Motorists and pedestrians have no doubt noticed the sidewalk, curb and gutter replacement taking place on the west side of 8 Street between 90 and 96 Avenues.
“This project is the main one this year for sidewalks,” said Kevin Henderson, director of infrastructure and sustainable development for the City of Dawson Creek.
“That one had been identified and on our list for a number of years on one that needed to be completed, but it was just a matter of when we would have funding targeted for that specific project.”
He said the work began a couple weeks ago with sod cutting, excavation, and gravel compaction, and should wrap up with concrete pouring over the next few weeks.

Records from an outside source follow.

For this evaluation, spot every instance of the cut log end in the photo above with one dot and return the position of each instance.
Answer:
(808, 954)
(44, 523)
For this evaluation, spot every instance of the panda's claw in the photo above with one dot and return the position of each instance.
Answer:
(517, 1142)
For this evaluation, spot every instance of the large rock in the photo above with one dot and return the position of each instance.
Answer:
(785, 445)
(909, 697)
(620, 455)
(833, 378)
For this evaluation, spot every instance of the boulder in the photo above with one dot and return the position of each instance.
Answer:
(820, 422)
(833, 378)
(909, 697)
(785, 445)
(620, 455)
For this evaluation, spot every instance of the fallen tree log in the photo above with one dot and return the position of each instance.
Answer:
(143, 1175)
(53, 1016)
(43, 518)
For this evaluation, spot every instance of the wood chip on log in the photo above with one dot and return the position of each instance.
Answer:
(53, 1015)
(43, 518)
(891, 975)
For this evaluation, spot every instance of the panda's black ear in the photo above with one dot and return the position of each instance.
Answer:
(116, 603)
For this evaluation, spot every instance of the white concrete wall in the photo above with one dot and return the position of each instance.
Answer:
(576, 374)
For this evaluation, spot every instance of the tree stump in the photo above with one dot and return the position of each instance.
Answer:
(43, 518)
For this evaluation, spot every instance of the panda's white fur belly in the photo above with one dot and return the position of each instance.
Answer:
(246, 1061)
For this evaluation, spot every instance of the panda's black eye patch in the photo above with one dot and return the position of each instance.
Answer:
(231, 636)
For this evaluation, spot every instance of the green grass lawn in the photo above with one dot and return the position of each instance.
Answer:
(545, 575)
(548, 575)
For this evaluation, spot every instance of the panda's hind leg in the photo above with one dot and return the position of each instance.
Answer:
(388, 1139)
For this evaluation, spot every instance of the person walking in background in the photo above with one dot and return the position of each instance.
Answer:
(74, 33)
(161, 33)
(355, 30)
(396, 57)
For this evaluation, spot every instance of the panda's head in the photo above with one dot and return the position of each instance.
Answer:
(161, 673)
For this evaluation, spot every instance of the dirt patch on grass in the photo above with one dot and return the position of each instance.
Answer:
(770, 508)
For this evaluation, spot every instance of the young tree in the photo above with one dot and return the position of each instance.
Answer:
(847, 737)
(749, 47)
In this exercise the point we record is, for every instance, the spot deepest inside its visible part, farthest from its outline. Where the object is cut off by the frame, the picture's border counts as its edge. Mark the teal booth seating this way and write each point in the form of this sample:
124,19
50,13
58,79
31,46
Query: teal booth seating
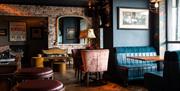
169,78
130,69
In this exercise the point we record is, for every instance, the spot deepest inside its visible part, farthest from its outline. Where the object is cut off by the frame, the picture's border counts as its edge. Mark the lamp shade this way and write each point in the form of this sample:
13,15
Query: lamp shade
89,33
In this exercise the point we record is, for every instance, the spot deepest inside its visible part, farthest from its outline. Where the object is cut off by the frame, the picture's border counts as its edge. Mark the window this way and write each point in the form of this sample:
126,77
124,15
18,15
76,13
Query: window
173,33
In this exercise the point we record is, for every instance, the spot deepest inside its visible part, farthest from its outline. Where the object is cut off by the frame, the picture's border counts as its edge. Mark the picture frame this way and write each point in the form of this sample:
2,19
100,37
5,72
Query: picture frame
3,32
17,31
70,33
36,33
130,18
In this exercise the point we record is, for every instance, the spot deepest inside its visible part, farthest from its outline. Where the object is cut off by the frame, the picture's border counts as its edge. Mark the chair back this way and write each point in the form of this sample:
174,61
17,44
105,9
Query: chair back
76,54
55,52
95,60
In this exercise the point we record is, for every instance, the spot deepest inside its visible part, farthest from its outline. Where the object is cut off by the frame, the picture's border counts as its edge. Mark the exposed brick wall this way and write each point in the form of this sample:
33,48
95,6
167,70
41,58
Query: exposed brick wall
52,12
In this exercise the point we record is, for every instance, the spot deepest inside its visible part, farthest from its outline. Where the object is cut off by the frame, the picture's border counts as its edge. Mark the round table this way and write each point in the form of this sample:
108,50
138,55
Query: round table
34,73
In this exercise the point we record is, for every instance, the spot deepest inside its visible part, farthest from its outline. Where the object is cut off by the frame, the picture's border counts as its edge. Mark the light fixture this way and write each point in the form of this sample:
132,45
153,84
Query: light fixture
87,35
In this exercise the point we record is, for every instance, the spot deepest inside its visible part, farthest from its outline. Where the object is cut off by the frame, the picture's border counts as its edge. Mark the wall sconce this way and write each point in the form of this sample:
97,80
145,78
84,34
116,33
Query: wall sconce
154,6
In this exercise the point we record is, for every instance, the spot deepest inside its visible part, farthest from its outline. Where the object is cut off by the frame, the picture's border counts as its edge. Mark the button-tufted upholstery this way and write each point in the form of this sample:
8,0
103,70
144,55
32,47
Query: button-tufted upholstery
129,69
169,78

“Within a couple of weeks the concrete work should be done, and then there’s some landscaping and driveway tie-ins that will need to be done, so two to three weeks and it should be done,” said Henderson.

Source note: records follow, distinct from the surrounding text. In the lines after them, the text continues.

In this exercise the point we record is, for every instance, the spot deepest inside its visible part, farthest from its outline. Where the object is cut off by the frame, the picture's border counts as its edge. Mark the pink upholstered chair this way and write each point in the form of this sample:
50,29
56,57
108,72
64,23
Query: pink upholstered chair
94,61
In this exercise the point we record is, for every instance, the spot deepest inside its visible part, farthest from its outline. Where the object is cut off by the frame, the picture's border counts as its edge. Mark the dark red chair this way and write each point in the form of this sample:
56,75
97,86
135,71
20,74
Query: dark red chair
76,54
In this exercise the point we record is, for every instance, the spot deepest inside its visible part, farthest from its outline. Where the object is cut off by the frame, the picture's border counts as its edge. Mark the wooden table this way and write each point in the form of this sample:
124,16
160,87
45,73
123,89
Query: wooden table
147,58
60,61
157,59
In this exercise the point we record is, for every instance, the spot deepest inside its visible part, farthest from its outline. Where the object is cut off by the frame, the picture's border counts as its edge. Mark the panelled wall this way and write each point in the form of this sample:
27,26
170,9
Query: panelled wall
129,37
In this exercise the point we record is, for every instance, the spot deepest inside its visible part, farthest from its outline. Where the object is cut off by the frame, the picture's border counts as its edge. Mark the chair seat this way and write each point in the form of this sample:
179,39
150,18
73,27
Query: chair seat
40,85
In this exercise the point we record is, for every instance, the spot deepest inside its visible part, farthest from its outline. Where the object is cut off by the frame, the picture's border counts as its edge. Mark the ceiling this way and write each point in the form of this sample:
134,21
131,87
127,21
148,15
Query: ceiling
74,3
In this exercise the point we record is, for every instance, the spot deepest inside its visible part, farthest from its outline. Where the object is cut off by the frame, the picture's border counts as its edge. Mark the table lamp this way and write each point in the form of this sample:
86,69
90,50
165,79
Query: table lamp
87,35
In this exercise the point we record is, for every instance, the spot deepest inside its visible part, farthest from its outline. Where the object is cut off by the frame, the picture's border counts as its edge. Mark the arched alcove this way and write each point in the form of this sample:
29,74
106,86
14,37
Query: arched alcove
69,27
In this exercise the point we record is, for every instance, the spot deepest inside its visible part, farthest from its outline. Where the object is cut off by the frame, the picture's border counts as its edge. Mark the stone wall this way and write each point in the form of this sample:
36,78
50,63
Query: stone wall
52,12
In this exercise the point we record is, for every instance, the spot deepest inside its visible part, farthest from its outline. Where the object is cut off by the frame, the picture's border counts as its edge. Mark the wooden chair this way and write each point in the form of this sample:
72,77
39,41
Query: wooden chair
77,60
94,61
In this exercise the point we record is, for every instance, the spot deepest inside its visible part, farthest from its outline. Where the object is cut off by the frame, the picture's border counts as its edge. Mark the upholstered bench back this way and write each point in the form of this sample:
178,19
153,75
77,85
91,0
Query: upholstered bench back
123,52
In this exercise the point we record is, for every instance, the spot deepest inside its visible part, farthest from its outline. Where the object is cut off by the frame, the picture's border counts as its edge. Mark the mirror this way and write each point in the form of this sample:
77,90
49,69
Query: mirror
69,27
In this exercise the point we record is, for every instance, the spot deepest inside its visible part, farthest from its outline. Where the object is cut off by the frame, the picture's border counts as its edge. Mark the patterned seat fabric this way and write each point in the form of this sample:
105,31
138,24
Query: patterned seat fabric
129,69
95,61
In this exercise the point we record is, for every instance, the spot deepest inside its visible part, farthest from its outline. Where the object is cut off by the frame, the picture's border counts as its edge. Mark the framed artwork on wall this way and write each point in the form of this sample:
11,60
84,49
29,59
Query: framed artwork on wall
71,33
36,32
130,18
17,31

He said 8 Street may be reduced to single-lane, alternating traffic while the concrete work is ongoing, but the intersecting avenues should remain open unless concrete pouring is taking place at those respective intersections.
The project has an approved budget of $500,000 and is being undertaken by DGS Astro Paving. Henderson said another $51,000 has been budgeted for spot repairs in areas in the downtown core and other places.
“We try to target $400,000 to $500,000 a year in sidewalk replacement and renewal for those big projects, and we have a map showing some key spots we want to look at as we move forward,” he added.
Also, BC Hydro is advising residents of Dawson Creek and Pouce Coupe that crews will be out replacing power poles in the area of the next several months as part of an ongoing, province-wide maintenance program.
“We’re going to replacing about 55 poles in Dawson Creek, Pouce Coupe and area, and that is part of 8,500 wooden poles that are going to be replaced throughout the province,” said BC Hydro spokesperson, Jennifer Young.
“We’ll start digging and setting poles probably starting this week, and it should be done by late September.”
She added the pole replacement program is a factor in BC Hydro’s proposed rate increases of 17 per cent over three years.
“It’s actually fairly routine. These poles have reached the end of their life – 40 years is kind of the typical life of these poles. It’s about the reliability and safety of the power [grid]. Over time, the poles weaken due to weather, insects, birds and other wildlife, so we regularly inspect the old poles and then replace them as necessary.”
Young said the pole replacements will not typically require any interruptions or disconnections to power, but if a planned outage was necessary, customers would be informed through door-to-door or mailed notification.
She added the pole replacement program is not part of BC Hydro’s proposed rate increases of 17 per cent over three years.